Management of Gestational Diabetes MellitusA Self-fulfilling Prophecy?

Author Affiliations

From the Departments of Obstetrics and Gynecology, Brown University School of Medicine, Women and Infants' Hospital of Rhode Island, and Rhode Island Hospital, Providence, RI.

JAMA. 1996;275(15):1199-1200. doi:10.1001/jama.1996.03530390065037

The clinical significance of gestational diabetes mellitus, or carbohydrate intolerance with onset or first diagnosis during pregnancy, is a subject of debate.1,2 The concept of gestational diabetes mellitus was popularized before considerations of "evidence-based medicine" came on the scene. Like many other conditions, gestational diabetes mellitus became a clinical entity without the carefully collected epidemiologic data we now require.
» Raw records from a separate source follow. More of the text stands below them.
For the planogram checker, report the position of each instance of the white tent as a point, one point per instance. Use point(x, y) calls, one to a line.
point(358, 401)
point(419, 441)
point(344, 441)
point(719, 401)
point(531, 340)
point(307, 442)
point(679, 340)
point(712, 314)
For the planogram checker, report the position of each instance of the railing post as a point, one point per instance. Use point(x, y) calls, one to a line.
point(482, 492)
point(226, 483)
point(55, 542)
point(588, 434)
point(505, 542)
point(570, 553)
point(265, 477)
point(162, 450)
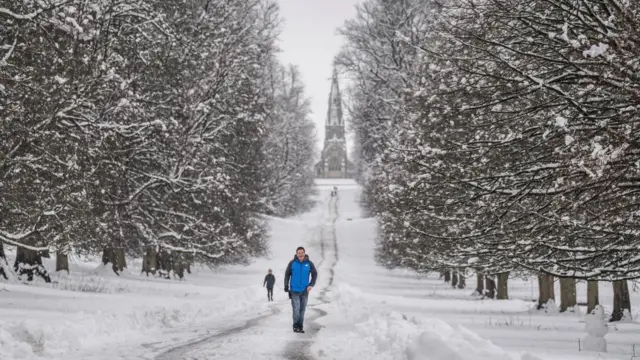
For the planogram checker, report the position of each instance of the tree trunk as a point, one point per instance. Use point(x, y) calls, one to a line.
point(29, 262)
point(178, 264)
point(479, 283)
point(491, 287)
point(3, 263)
point(462, 283)
point(503, 291)
point(447, 276)
point(150, 260)
point(592, 296)
point(545, 290)
point(567, 294)
point(164, 265)
point(122, 261)
point(621, 300)
point(62, 261)
point(109, 256)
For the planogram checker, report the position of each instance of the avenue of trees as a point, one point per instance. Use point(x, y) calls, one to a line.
point(499, 138)
point(146, 128)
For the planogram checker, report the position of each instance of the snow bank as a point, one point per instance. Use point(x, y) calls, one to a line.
point(41, 332)
point(384, 334)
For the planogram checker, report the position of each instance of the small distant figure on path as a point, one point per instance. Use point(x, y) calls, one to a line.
point(297, 284)
point(269, 281)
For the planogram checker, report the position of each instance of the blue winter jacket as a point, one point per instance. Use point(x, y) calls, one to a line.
point(296, 278)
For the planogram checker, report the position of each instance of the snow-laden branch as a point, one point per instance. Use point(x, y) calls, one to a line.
point(14, 239)
point(29, 16)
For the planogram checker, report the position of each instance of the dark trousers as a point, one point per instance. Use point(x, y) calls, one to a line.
point(299, 304)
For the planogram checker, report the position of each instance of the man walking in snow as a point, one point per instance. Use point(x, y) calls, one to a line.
point(269, 281)
point(297, 284)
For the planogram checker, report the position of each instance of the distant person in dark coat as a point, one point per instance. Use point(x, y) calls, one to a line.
point(269, 281)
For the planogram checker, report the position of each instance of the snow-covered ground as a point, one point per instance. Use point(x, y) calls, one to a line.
point(357, 310)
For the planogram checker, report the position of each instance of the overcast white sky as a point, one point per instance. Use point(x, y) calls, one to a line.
point(309, 40)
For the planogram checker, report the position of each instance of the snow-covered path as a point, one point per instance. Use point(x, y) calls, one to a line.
point(273, 331)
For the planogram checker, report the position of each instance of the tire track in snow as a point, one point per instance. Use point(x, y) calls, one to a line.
point(179, 352)
point(300, 349)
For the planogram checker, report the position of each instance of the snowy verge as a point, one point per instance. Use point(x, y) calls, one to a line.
point(44, 328)
point(357, 328)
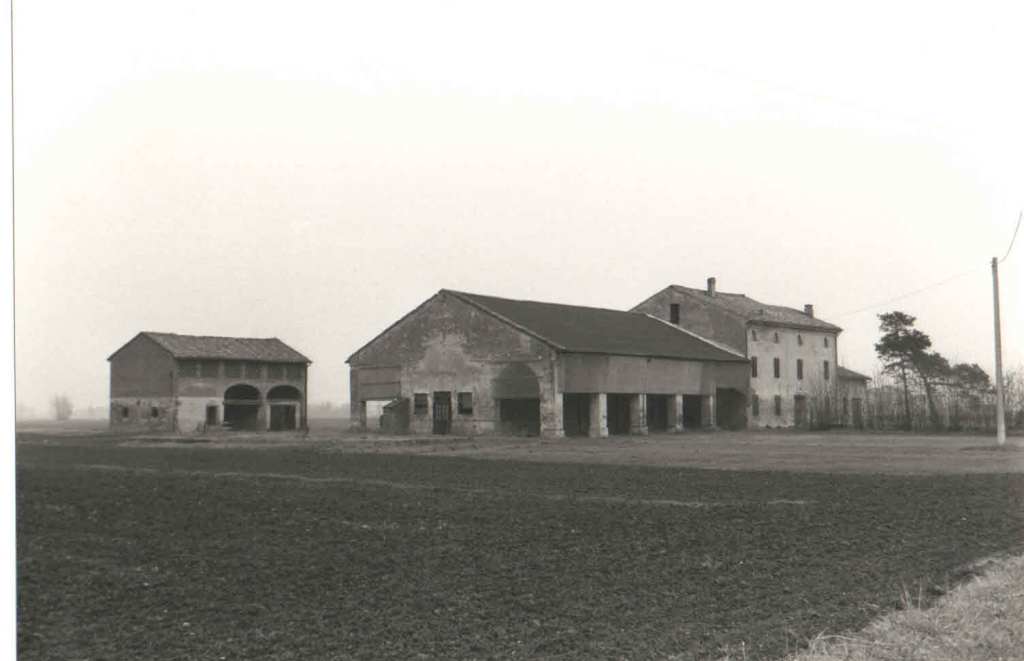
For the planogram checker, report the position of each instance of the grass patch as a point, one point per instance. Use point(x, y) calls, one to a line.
point(982, 619)
point(298, 554)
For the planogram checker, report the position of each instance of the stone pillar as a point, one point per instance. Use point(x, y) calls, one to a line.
point(638, 413)
point(677, 424)
point(598, 415)
point(552, 424)
point(709, 414)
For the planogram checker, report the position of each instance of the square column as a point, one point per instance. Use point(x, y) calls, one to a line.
point(677, 423)
point(638, 413)
point(709, 411)
point(552, 419)
point(598, 415)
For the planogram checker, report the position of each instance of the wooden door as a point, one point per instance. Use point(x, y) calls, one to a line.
point(442, 412)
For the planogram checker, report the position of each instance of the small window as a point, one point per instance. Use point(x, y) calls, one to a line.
point(187, 368)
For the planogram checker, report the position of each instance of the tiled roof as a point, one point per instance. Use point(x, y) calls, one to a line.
point(843, 372)
point(582, 329)
point(755, 311)
point(261, 349)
Nevertheless, the majority of obstetricians in the United States screen their pregnant patients for this condition.3 There is a large body of evidence to support the contention that marked maternal hyperglycemia in the range found in patients with preexisting diabetes mellitus can have an adverse impact on fetal growth, development, and well-being. The mechanism appears to be fetal hyperinsulinemia evoked by hyperglycemia. The following questions need to be resolved: (1) How severe must maternal hyperglycemia be to measurably worsen pregnancy outcome? (2) Can we intervene to prevent adverse outcomes?